Chapter 3 Relational Database Model

Terms

Because a relation is a mathematical construct, end users find it much easier to think of a relation as a table. A table is perceived as a two-dimensional structure composed of rows and columns. A table is also called relation.

1. A table is perceived as a two-dimensional structure composed of rows and columns.
2. Each table row (tuple) represents a single entity occurrence within the entity set.
3. Each table column represents an attribute, and each column has a distinct name.
4. Each intersection of a row and column represents a single data value.
5. All values in a column must conform to the same data format.
6. Each column has a specific range of values known as the attribute domain.
7. The order of the rows and columns is immaterial to the DBMS.
8. Each table must have an attribute or combination of attributes that uniquely identifies each row, primary key(PK).

Keys: A key consists of one or more attributes that determine other attributes.

Determination is the state in which knowing the value of one attribute makes it possible to determine the value of another. Determination in a database environment, however, is not normally based on a formula but on the relationships among the attributes.

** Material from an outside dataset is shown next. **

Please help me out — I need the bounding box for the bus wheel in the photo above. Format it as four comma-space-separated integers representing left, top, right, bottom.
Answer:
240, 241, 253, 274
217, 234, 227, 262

functional dependence means that the value of one or more attributes determines the value of one or more other attributes.

In this functional dependency, the attribute whose value determines another is called the determinant or the key. The attribute whose value is determined by the other attribute is called the dependent.

A superkey is a key that can uniquely identify any row in the table.
A candidate key is a minimal superkey—that is, a superkey without any unnecessary attributes.

Entity integrity is the condition in which each row (entity instance) in the table has its own unique identity.

To ensure entity integrity, the primary key has two requirements:

(1) all of the values in the primary key must be unique,

(2) no key attribute in the primary key can contain a null.

A null is the absence of any data value, and it is never allowed in any part of the primary key.

a table that contains a null is not properly a relational table at all.
In fact, an abundance of nulls is often a sign of a poor design.

A foreign key (FK) is the primary key of one table that has been placed into another table to create a common attribute.

Foreign keys are used to ensure referential integrity, the condition in which every reference to an entity instance by another entity instance is valid. In other words, every foreign key entry must either be null or a valid value in the primary key of the related table.

Secondary key is defined as a key that is used strictly for data retrieval purposes. Keep in mind that a secondary key does not necessarily yield a unique outcome.

Integrity rules

Entity integrity
Referential integrity

To avoid nulls, some designers use special codes, known as flags, to indicate the absence of some value.

Other solution includes NOT NULL and UNIQUE.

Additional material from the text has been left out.